更新:平成28年2月7日

(1)消費税の原則課税と簡易課税
[原則課税]による納税
(課税売上高×8%)-(課税仕入高×8%)
[簡易課税]による納税
(課税売上高×8%)-(課税売上高×8%×みなし仕入率)
消費税の納税方式には、上のように[原則課税]と[簡易課税]があるのですが、[原則課税]による納税額計算はすごく面倒で人手もかかるので、課税売上高が5,000万円以下の中小零細事業者には、原則課税か簡易課税かが選択可能となっていて、ほとんどの中小零細事業者は[簡易課税]で納税しています。
(2)大雑把に言うと
[簡易課税]による納税は、課税
仕入高を一切考慮しません。
課税
売上高だけを考えればよく、それに、お上が設定した[みなし仕入率]という数字を掛けさえすれば、一発で納税額が算出できる、まさに中小零細事業者向けの制度なのです。
上にも書いたように、[簡易課税]による納税は、
(課税売上高×8%)-(課税売上高×8%×みなし仕入率)
ですから、課税売上高が2000万円の不動産業者がいた場合、 (2000万円×8%)-(2000×8%×みなし仕入率40%)=
96万円が消費税の納税額になります。
(3)平成27年3月31日までは、不動産業の[みなし仕入率]が50%だった!
ところで、課税売上高が2000万円の[簡易課税]を選択した不動産業者がいた場合、平成27年3月31日までだったら、不動産業の[みなし仕入率]は50%でした。
だから
(2000万円×8%)-(2000×8%×みなし仕入率50%)=
80万円
の消費税を納税すればよかったのです。
(4)消費税が免税される中小零細事業者
課税売上高が1,000万円以下の中小零細事業者には、そもそも消費税が免税です。
いわば課税売上高が5,000万円以下の中小零細事業者より、もっとビンボーな業者ですね。

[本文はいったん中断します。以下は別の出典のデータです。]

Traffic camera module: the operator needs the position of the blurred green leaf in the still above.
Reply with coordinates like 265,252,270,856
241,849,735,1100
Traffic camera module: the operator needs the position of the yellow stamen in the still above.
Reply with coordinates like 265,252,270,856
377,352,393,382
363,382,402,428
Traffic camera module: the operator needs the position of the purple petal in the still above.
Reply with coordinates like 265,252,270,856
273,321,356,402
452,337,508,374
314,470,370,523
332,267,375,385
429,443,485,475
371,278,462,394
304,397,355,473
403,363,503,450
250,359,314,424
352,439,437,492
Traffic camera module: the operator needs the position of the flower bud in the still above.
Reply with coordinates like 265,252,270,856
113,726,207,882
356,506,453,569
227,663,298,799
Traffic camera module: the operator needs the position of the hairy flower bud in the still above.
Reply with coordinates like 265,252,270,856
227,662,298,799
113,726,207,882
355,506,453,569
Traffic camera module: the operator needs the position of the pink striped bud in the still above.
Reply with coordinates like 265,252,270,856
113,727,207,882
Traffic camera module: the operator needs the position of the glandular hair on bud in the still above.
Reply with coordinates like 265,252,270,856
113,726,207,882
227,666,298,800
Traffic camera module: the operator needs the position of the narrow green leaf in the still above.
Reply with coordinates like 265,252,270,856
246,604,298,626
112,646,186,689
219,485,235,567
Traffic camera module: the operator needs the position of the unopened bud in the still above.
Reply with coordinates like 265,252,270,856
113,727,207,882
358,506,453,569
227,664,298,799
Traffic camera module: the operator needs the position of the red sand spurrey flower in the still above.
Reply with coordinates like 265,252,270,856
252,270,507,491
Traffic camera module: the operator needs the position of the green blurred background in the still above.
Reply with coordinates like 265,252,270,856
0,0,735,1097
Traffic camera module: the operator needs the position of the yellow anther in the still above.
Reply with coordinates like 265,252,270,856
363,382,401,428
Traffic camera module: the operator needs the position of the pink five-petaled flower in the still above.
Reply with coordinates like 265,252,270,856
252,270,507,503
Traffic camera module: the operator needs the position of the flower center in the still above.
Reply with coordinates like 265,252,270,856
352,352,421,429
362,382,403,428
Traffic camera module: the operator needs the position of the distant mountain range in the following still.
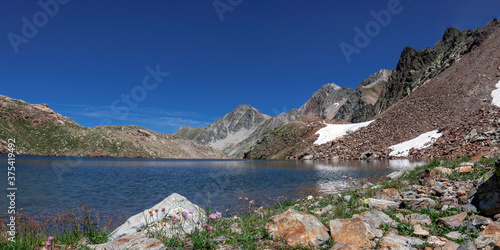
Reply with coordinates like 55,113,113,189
0,19,500,159
175,19,498,158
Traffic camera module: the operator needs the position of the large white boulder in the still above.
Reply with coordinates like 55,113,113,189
109,193,207,240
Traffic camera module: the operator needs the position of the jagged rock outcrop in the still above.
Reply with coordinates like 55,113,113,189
299,83,354,120
0,95,227,159
371,24,486,117
333,69,392,123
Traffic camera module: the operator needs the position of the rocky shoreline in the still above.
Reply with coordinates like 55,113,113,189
54,155,500,249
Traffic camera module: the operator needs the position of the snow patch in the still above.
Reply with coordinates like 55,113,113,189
491,81,500,107
314,121,373,145
389,130,442,157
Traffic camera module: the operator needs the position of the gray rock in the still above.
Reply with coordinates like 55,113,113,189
298,83,354,120
89,232,166,250
302,155,314,160
458,204,477,213
472,215,491,227
436,212,467,230
352,210,397,228
445,231,465,240
387,170,405,180
109,193,207,239
380,232,424,249
403,198,437,210
405,214,432,225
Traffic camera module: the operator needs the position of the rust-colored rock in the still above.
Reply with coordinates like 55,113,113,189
89,232,166,250
266,208,330,248
330,218,382,249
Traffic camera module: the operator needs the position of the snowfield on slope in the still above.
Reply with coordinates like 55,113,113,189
389,130,442,157
314,121,373,145
491,81,500,107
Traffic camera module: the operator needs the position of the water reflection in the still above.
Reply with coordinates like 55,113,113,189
0,155,418,218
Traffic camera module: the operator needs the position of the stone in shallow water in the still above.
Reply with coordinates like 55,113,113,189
403,198,437,210
352,210,397,228
405,214,432,225
474,222,500,248
368,198,399,210
445,231,465,240
266,208,330,248
436,212,467,230
380,231,424,249
109,193,207,240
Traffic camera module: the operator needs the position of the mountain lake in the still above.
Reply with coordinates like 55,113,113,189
0,155,423,218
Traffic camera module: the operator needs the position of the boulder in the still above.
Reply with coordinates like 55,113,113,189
109,193,207,240
445,231,465,240
405,214,432,225
330,218,382,249
380,231,424,249
352,210,397,228
436,212,467,230
474,221,500,248
375,188,401,201
88,232,166,250
387,170,405,180
413,224,429,237
471,159,500,217
266,208,330,248
403,198,437,210
368,198,400,210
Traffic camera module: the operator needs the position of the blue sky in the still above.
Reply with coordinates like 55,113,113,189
0,0,500,133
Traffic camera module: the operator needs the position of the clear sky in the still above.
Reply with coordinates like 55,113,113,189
0,0,500,133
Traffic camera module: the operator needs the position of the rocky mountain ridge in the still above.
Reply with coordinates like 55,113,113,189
247,19,500,159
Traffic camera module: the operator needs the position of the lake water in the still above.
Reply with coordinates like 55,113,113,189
0,155,420,215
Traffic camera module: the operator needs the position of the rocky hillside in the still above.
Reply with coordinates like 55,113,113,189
333,69,392,122
0,95,225,159
304,19,500,159
371,23,488,117
174,105,299,158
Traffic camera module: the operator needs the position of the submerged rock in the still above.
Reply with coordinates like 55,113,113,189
266,208,330,248
471,160,500,217
330,218,383,249
89,232,166,250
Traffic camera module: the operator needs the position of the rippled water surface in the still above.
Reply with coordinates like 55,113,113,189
0,155,419,215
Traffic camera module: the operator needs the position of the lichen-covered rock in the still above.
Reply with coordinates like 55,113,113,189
266,208,330,248
109,193,207,239
88,232,166,250
474,221,500,248
330,218,382,248
471,160,500,216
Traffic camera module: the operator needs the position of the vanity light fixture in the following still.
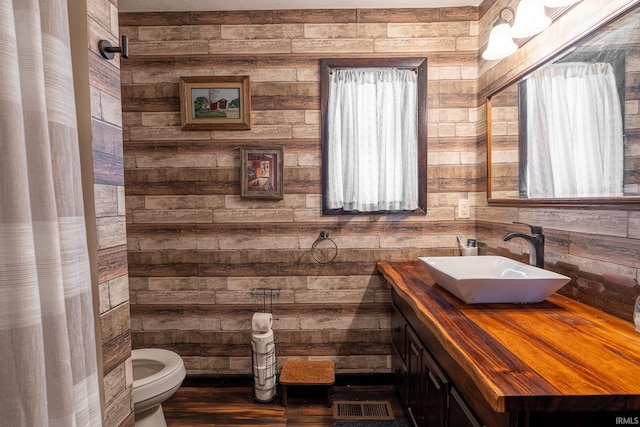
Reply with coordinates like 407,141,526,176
482,0,582,61
482,7,518,61
511,0,551,39
544,0,582,8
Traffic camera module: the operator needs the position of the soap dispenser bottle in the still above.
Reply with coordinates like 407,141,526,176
633,295,640,332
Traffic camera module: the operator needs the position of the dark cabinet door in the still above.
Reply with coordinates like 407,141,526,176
391,305,407,363
448,387,482,427
391,345,409,404
420,349,449,427
406,328,424,427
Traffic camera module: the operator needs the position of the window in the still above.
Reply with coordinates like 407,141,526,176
321,58,427,214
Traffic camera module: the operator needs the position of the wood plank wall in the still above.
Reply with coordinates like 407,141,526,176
87,0,134,427
474,0,640,320
120,7,486,374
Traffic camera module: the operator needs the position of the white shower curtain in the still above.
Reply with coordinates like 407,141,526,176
326,68,418,212
0,0,102,427
526,62,624,197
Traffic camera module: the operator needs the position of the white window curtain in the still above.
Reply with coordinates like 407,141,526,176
326,68,418,212
0,0,102,427
526,62,624,197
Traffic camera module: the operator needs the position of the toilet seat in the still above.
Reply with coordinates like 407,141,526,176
131,348,186,406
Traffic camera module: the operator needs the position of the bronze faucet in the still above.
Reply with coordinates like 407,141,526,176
500,222,544,268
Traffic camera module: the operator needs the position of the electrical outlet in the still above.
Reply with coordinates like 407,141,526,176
458,199,471,218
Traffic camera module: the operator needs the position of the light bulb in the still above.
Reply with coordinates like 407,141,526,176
511,0,551,39
482,21,518,61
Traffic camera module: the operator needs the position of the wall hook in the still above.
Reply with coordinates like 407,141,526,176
98,36,129,59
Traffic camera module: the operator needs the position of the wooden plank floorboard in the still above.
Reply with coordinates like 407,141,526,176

でも現在の政府は、[みなし仕入率]を50%から40%に減らした制度は、そのままで、もっとビンボーな免税事業者にも適用しました。
最近、市販本の訂正表で、
「
宅建業者が消費税の免税事業者でも、3.2%の消費税相当額を上乗せ受領できる」というような記述に変わってますが、いままで書いて来た事の元をただせば、不動産業の[みなし仕入率]を50%から40%に減らされたことが犯人です。
今までは免税事業者でも、不動産業の[みなし仕入率]が50%だったので、8%×50%=4%の上乗せ受領ができました。
でも不動産業の[みなし仕入率]が40%に下がってしまったので、これからは8%×40%=3.2%までの上乗せ受領しかできなくなった、というわけです。
※ 蛇足
国土動第125号 平成27年3月2日
全宅連会長に宛てた不動産業課長の文書
文章読解力を鍛えたいと考えている方は、たまには、上のリンク先のような堅苦しい文章を読んでみるのもいいと思います。
ほとんどの大手予備校・大手出版社は、上記リンク先の文書で「免税事業者の場合、4%の消費税相当額の上乗せ受領不可」を気づかされたようです。大手といっても大した事ないですね。
調べてみたら、不動産業の[みなし仕入率]が50%から40%に減らされることは、すでに平成26年4月の段階では情報としてありました。
かく言う迷物講師も同じ穴のムジナ。今回書いたことは5月の連休のころ知って、びっくりしたのでした!